Il vecchio lo stava guardando. Aveva girato il volto, con gli occhi fissi sull'uomo mentre questo cercava lentamente di alzarsi in piedi, ignorando il sibilo dei suoi stivali, cercando di non pensare a cosa avesse fatto a quella gola, per farla sembrare quella di un bambino agonizzante… o dove fossero finiti gli arti di quel pietoso tronco. Lo fissava, i suoi denti incrinati erano leggermente separati. Lentamente interruppe il suo dondolio. Lasciò cadere il fagotto intrecciato, le braccia gli si avvicinarono esanimi ai fianchi mentre la massa di carne dolorante rimbalzava sul pavimento per poi cadere di faccia nel sudiciume muschioso, protestando con vari respiri nervosi e gorgoglii. Il vecchio si voltò verso di lui con le braccia penzolanti, il suo corpo era avvolto in quella che sembrava una specie di tessuto tagliuzzato, nero e trasudante.

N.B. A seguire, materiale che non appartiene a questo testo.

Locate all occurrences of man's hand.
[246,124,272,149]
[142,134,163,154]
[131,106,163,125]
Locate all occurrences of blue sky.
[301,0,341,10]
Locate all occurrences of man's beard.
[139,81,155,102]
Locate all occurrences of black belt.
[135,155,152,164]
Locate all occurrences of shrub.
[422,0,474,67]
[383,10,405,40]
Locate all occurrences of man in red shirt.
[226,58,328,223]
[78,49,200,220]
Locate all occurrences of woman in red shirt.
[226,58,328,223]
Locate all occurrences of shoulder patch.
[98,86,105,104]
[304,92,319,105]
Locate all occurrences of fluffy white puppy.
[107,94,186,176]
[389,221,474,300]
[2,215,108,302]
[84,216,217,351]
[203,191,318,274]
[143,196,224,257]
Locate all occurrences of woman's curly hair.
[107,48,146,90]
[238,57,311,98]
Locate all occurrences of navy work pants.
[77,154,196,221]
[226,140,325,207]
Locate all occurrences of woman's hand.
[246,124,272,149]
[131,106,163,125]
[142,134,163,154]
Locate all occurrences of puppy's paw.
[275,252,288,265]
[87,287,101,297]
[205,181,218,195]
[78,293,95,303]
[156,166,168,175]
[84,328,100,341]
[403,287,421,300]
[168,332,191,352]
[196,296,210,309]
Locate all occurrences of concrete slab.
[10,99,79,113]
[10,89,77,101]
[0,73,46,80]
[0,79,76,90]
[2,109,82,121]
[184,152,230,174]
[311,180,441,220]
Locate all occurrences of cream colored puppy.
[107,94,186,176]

Drak corse, scappando come un cervo spaventato, lasciando perdere del tutto l'addestramento e la ventilazione nel cieco panico animalesco. Urlò, ansimò, parlò, rise, qualsiasi cosa per attutire il suono dei passi lenti e risonanti che si avvicinavano alle sue spalle. Corse, corse e corse, cadendo e colpendo il terreno come se fosse stato colpito da un'auto, ansimò aspettando la fine, i suoi muscoli pulsavano… prima o poi sarebbero ricominciati, quei passi leggeri e fruscianti che lo avrebbero costretto a fuggire ancora e ancora.

Non lo sapeva, ma avrebbe corso per quattro giorni prima che il vecchio iniziasse a togliergli pezzi di corpo.


Il recupero avvenne nelle ore prima dell'alba in assenza di sole o luna e proseguì sorprendentemente bene, tutto sommato. SCP-106 venne trovato nel mezzo di un campo, mentre danneggiava e rompeva delle zucche schiacciandole o calpestandole. La squadra, con un uomo in meno, fu infine rinforzata un'ora prima della cattura, spinsero il vecchio nella camera di recupero con le grandi "armi solari" alogene quasi accecando due membri dell'equipaggio di recupero nello zelo di riaverlo sotto chiave.

Si sedette nella cella, non tentò di fuggire neanche per un momento. Sedeva senza fare nulla, con la testa inclinata, le braccia e le gambe inerte. Un membro della MTF dichiarò che sembrava sazio; gli venne conseguentemente detto di stare in silenzio in veste ufficiale. Le sparizioni furono insabbiate, gli omicidi smorzati e resi insignificanti, le leggende urbane invalidate ed eliminate. Tutto sommato è andata bene, dopo la fine dell'inferno.

Settimane dopo, una I.A. di osservazione scrisse nota nel diario di bordo. SCP-106 è osservato produrre improvvisamente una grande manciata di piccoli oggetti bianchi, successivamente identificati come ossa di dita e denti, per poi riporli sul pavimento. Successivamente ordinò gli oggetti in quelle che sembravano pile casuali, in seguito rivelate essere classificate in base all'età della vittima. Ha quindi fissato questi oggetti per diverse ore prima di raccoglierli nuovamente.

Il significato di questo gesto non venne considerato necessitante di contemplazione.